Após a morte da esposa, o artista vai para São Paulo, em 1795, com a tarefa de
decorar as igrejas carmelitas da capital. Dos trabalhos realizados, pode ser
apreciada apenas a pintura do teto da Igreja da Ordem Terceira do Carmo, obra de
maior vulto. Volta ao cromatismo austero nas 24 figuras do teto da nave. Não cede
nunca à movimentação barroca; suas figuras são hieráticas e seus gestos sugerem
um ritmo contido.

Inicia estudos de latim, recebe a ordenação em 1797 (porém, por ser negro, com a
ressalva do ex defectu natalium), é chamado a partir de então de Frei Jesuíno do
Monte Carmelo. Sua produção artística diminui após o recebimento das ordens.

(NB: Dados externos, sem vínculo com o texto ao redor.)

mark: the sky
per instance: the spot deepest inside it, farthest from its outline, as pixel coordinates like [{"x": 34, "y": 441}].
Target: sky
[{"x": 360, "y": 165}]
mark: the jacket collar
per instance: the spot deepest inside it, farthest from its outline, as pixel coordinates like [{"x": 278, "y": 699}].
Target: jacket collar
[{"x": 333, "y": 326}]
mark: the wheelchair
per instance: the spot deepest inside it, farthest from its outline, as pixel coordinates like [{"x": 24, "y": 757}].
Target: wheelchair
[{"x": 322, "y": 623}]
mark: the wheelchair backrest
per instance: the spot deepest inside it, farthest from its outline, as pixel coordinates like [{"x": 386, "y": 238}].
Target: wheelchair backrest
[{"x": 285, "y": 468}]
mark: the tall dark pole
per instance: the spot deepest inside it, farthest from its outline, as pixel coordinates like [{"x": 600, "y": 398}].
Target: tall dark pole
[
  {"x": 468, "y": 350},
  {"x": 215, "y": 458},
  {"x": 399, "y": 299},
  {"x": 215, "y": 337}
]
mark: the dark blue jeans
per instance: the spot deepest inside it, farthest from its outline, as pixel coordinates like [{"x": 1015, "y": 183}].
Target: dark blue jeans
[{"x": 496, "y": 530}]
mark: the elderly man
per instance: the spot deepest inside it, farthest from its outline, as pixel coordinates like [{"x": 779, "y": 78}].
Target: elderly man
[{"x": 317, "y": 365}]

Retorna a Itu em 1797. Fica abalado pela tentativa frustrada de ingressar na


Ordem Terceira de Nossa Senhora do Monte Carmelo. Começa a idealizar a
congregação dos padres do Patrocínio por volta de 1800. Consegue o apoio local e
até mesmo de Dom João VI (1767 - 1826) para construir a Igreja de Nossa Senhora
do Patrocínio, em Itu. Improvisa-se arquiteto e desenha seu risco (a fachada
original é remodelada ao gosto eclético em 1894). É assessorado pelos filhos,
todos religiosos. Seus últimos trabalhos, os mais dramáticos de sua produção
artística, são as oito telas de santos carmelitas em tamanho natural para
a decoração dos corredores laterais da igreja. Compõe músicas para sua
inauguração, mas morre em 1819 antes de vê-la pronta, o que acontece um ano
depois. Segundo Mário de Andrade, Frei Jesuíno do Monte Carmelo é o protótipo
do artista do Brasil colônia, muito mais intuitivo do que culto, localizado no
"entremeio entre a arte folclórica legítima e a arte erudita legítima".

Notas
1
Para Mário de Andrade pode-se dividir os painéis em duas séries, levando-se em consideração sua qualidade

artística e os temas: seis telas altas sobre a vida de Maria e seis telas largas contando a vida de Jesus. - A

primeira teria sido desenhada por José Patrício da Silva Manso e a segunda por Jesuíno. Contudo, ambas

teriam sido coloridas pelo discípulo e retocadas posteriormente pelo mestre.


2
Como observa Mário de Andrade, - "Jesuíno não sabe contar, ou não gosta dessa possibilidade literária, mais

própria do desenho do que da pintura. O dramático de Jesuíno não residirá nunca, quando bem expressado, no

entrecho da cena, mas na psicologia das figuras". Disso decorre uma galeria de figuras-retrato (por vezes dos

próprios filhos) conjugadas com figuras-padrão (principalmente as femininas) na obra do artista.


3
Sobre o festão de folhagens e flores, Mário de Andrade, afirmará: "Na verdade, Jesuíno está utilizando, senão

criando, um 'brasileirismo' de decoração. Esse é um jeito de enfeitar muito brasileiro, muito tradicional entre nós,

aproveitando verdes e as flores com prodigalidade esbanjadora, tangente da ingenuidade e do mau gosto. É

uma gostosura que só dá para esse teto uma aparência inusitada, como um sabor alegremente festa-de-arraial".